Ill-Posedness and Noise
Now we see why ill-posed problems are so dangerous. The
pseudoinverse
reconstructs the model as a sum over singular directions,
\hat m = \sum_i \frac{u_i^{\mathsf T} d}{\sigma_i}\,v_i.
Split the data into truth plus noise, d = d_{\text{true}} + e. The truth
term is fine. But the noise contributes \sum_i (u_i^{\mathsf T}e)/\sigma_i\,v_i,
and for the small singular values that 1/\sigma_i is enormous. A whisper
of noise along a weak direction becomes a roar in the reconstruction.
The high-index catastrophe
Forward operators that smooth (blurring, integration, diffusion) have singular values that
decay — the high-index directions are the fine details, and the operator barely
records them. Inverting multiplies each by 1/\sigma_i, so the
finest-detail components are amplified the most. The naïve reconstruction is dominated by violently
amplified high-frequency noise — wild oscillations that swamp the true signal.
This is the same pathology as the
backward heat equation:
undoing smoothing amplifies exactly what smoothing suppressed. The cure is to stop trusting
the smallest singular values — which is what regularization does.

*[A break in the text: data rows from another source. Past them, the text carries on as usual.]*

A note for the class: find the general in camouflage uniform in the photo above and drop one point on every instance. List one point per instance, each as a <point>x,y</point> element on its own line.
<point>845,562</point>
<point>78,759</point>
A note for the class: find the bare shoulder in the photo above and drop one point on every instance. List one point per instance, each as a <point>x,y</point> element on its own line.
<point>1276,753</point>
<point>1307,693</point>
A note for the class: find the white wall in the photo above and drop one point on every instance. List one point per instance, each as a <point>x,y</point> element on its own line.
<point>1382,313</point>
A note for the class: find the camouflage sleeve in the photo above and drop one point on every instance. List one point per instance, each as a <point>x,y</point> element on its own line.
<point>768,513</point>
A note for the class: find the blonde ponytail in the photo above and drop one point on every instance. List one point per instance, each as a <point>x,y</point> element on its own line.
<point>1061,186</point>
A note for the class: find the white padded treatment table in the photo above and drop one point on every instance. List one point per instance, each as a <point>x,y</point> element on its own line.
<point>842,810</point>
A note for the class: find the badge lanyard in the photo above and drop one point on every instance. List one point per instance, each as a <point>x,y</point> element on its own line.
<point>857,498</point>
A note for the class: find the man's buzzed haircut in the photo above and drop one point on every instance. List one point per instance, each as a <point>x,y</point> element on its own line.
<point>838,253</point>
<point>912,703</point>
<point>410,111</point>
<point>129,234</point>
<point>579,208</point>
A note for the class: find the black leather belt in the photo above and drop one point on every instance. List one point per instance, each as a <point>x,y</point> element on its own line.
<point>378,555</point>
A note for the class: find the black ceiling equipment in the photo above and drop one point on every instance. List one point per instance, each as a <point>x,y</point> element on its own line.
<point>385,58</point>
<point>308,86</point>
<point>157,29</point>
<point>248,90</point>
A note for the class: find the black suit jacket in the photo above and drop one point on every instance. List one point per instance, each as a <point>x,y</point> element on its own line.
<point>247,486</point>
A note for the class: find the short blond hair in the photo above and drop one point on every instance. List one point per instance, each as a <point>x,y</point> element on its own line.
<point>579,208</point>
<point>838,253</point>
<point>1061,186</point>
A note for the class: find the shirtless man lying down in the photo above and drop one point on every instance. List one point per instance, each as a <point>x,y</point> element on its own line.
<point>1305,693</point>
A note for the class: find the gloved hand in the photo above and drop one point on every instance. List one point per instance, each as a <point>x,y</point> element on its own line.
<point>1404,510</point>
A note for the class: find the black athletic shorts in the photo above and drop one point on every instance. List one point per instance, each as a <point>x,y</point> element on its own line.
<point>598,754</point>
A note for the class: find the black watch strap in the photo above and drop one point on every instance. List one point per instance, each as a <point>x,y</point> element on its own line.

Watch the reconstruction explode
The faint curve is the true solution's coefficients (decaying, well-behaved). The bold curve is
the naïve reconstruction (c_i + e)/\sigma_i with singular values
\sigma_i that decay. With the noise slider at zero they agree; add even a
little noise and the high-index tail erupts — the smallest \sigma_i
amplify it beyond all reason.
- The noise contributes \sum_i (u_i^{\mathsf T}e)/\sigma_i\,v_i to the reconstruction.
- Smoothing operators have decaying \sigma_i, so high-index (fine-detail) noise is amplified most.
- Naïve inversion is dominated by amplified noise — hence the need to suppress small-\sigma terms.